華道の和洋

 華道にも西洋の風が吹き込んだ結果、明治以降は花材や生け方にも西洋式のものが認められるようになりました。こうした華道はヨーロッパの建築、インテリアに馴染むものとして、世界的な広まりを見せるようになったのです。その典型例は、盛花でしょう。盛花とは、水盤に生ける様式の華道です。盛花も含めて、華道の柔軟な発想によって作品の幅が広がり、作品が量産されるようになりました。道具も元々大したものを必要としないため、海外にも華道のファンが増えることになったのです。
 華道の世界的ブームを受けて、各流派を代表する華道家は、世界各地で普及に当たっています。中でも個性的でカリスマ性のある華道家は、海外でも尊敬されています。イギリスやフランス、中国といった大国はもちろんのこと、東南アジアでも広く招待され、デモンストレーションが盛大に催されています。華道家はそのセンスを認められていますから、西洋の花器メーカーからデザインを依頼されることもあります。

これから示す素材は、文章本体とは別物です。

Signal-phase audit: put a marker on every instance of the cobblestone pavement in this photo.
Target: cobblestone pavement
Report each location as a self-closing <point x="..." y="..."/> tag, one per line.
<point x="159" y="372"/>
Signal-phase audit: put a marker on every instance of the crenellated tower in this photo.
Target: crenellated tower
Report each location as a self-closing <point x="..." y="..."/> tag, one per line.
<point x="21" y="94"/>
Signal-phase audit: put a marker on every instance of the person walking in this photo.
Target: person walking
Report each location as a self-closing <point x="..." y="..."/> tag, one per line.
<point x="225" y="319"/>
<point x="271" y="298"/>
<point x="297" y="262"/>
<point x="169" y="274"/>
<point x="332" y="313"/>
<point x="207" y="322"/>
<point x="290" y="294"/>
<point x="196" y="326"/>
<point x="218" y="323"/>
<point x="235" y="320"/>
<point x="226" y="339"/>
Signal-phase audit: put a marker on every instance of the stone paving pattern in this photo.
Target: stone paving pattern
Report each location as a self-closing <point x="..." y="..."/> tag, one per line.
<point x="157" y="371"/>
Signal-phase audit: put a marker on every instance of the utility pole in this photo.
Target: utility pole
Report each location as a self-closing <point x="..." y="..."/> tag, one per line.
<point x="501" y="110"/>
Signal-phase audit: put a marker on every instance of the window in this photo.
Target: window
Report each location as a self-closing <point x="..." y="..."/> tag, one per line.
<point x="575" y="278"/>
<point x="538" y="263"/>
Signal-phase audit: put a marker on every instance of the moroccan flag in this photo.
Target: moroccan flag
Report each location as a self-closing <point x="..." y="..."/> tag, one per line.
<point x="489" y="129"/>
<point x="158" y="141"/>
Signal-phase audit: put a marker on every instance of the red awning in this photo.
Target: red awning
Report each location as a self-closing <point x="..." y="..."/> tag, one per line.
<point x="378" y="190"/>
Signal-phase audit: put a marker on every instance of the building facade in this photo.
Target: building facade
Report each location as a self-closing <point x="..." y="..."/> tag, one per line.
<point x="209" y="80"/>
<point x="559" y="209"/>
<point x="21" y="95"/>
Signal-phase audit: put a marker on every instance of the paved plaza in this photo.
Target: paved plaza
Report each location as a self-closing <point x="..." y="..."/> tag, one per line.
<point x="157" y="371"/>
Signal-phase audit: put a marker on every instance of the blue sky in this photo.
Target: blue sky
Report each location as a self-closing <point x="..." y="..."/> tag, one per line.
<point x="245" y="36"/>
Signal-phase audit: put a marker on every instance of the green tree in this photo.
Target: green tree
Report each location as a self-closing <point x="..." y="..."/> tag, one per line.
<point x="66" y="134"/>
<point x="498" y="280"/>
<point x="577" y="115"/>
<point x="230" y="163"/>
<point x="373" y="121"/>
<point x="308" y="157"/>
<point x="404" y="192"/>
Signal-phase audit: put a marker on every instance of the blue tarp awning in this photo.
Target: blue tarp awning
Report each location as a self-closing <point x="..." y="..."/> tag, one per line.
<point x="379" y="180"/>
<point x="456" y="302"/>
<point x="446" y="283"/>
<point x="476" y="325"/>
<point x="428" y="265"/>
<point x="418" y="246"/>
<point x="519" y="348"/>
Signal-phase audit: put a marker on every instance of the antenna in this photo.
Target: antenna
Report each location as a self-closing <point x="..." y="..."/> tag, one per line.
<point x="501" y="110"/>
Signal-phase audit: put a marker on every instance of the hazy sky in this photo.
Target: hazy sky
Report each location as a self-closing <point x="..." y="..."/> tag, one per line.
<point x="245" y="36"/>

 華道を通じて国際交流が活発化することは、日本にとって望ましいことだと言えます。しかし海外への渡航は一昔前まで大変な事で、普及に意欲的な家元も大変苦労したと伝えられています。道具を運ぶのにも手間が掛かるため、身近な花材を使うなどの工夫も必要とされました。
 小原流は諸流派の中でも前衛的な作品の普及に心血を注いできました。例えばニューヨークで講演会を開いたり、有名大学で講師を務めたりしてきたのです。海外で実演する際は、純和風の華道のみならず、現地に合った作風を心掛けるなどしているそうで、それが作品をより完成度の高いものにすることもあるそうです。